Posto che ci sta qualsiasi analisi e riflessione, però ecco credo sia giusto contestualizzare un paio di cose della sua carriera...
Direi bene il 1' anno a Valencia. 4' posto (a 77 punti) nel 2014/2015. Esonerato l'anno successivo dopo 13 partite (la squadra arrivò comunque a metà classifica con altri allenatori succeduti).
Così così con il Porto, dove ha chiuso senza vincere titoli ma è comunque arrivato 2' in campionato e agli ottavi di CHL.
Benissimo con il Wolverhampton.
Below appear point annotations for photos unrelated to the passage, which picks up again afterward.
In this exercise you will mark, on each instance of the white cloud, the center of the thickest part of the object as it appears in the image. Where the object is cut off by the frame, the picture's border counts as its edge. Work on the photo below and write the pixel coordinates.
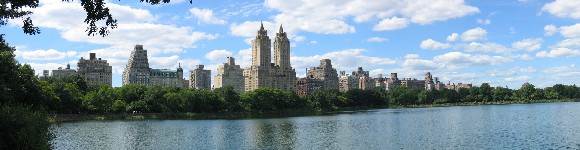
(50, 54)
(559, 52)
(528, 44)
(457, 60)
(563, 8)
(550, 30)
(205, 16)
(488, 47)
(524, 57)
(412, 56)
(518, 79)
(331, 16)
(217, 55)
(39, 67)
(484, 21)
(419, 64)
(528, 70)
(452, 37)
(569, 43)
(133, 25)
(572, 31)
(377, 39)
(348, 59)
(474, 34)
(391, 24)
(431, 44)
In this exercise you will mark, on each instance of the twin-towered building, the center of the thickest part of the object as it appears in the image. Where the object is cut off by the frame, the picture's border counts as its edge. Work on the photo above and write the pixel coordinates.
(261, 73)
(264, 73)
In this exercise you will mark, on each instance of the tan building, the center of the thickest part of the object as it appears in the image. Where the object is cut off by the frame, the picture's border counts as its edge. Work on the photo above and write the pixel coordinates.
(200, 79)
(137, 71)
(324, 73)
(230, 74)
(263, 73)
(59, 73)
(95, 70)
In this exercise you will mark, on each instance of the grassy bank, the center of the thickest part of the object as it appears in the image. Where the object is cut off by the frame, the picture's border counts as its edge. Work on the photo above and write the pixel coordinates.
(272, 114)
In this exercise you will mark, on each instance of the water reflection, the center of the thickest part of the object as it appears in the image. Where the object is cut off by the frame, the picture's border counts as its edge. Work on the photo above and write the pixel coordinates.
(521, 126)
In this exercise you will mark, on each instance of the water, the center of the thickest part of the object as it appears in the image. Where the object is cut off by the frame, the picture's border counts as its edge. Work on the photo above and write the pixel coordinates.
(517, 126)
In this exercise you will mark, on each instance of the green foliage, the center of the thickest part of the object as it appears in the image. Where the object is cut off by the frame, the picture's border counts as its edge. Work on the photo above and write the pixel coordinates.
(23, 128)
(23, 121)
(119, 106)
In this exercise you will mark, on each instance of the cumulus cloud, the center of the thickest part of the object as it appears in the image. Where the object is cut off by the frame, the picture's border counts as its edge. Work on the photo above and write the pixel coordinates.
(412, 56)
(452, 37)
(50, 54)
(528, 44)
(484, 21)
(475, 34)
(391, 24)
(559, 52)
(563, 8)
(550, 30)
(419, 64)
(205, 16)
(457, 60)
(431, 44)
(569, 43)
(572, 31)
(134, 25)
(518, 79)
(348, 59)
(217, 55)
(488, 47)
(331, 16)
(377, 39)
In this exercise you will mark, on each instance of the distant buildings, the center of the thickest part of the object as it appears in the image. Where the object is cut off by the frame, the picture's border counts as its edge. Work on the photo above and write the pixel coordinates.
(137, 71)
(321, 77)
(62, 72)
(95, 70)
(263, 73)
(200, 79)
(230, 74)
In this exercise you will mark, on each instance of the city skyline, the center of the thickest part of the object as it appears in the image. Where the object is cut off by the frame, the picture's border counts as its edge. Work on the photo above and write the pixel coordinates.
(503, 44)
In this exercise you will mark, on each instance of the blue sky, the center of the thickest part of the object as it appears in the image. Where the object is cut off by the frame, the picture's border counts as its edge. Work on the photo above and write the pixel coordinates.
(501, 42)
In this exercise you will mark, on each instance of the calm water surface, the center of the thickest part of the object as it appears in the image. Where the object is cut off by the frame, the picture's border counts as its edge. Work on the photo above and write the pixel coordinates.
(517, 126)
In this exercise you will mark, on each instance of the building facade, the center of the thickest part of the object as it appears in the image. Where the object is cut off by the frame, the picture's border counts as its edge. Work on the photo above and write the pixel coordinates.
(324, 73)
(200, 79)
(59, 73)
(263, 73)
(308, 85)
(95, 70)
(138, 71)
(230, 74)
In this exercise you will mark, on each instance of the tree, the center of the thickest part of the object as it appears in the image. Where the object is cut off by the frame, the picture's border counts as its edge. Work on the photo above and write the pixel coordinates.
(23, 119)
(96, 12)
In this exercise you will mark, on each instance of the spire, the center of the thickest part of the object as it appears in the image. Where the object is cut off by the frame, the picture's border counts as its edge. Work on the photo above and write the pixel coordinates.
(261, 25)
(281, 29)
Promozione in Premier, due 7' posti consecutivi (e sappiamo quanto sia difficile in un campionato come quello inglese arrivare a ridosso delle big), 13' posto quest'anno (in una squadra comunque a fine ciclo, mi pare di poter dire). In più ha raggiunto un quarto di finale in Europa League e una semifinale di F.A. Cup.
Ovviamente non è detto che sia lui il prescelto.
Così come ci sta di poter vedere la situazione da diverse prospettive. Però ecco, mi sembra sia un cv di tutto rispetto per un allenatore che è nel giro che conta da 6 o 7 anni circa (ha 47 anni e ha iniziato ad allenare nel 2012).
In più (come hanno già fatto meglio di me altri utenti) dal punto di vista tattico non è uno sprovveduto e come da tradizione della scuola portoghese sa adattarsi a diversi moduli e soluzioni.
Per me insomma uno come lui ci starebbe alla grandissima.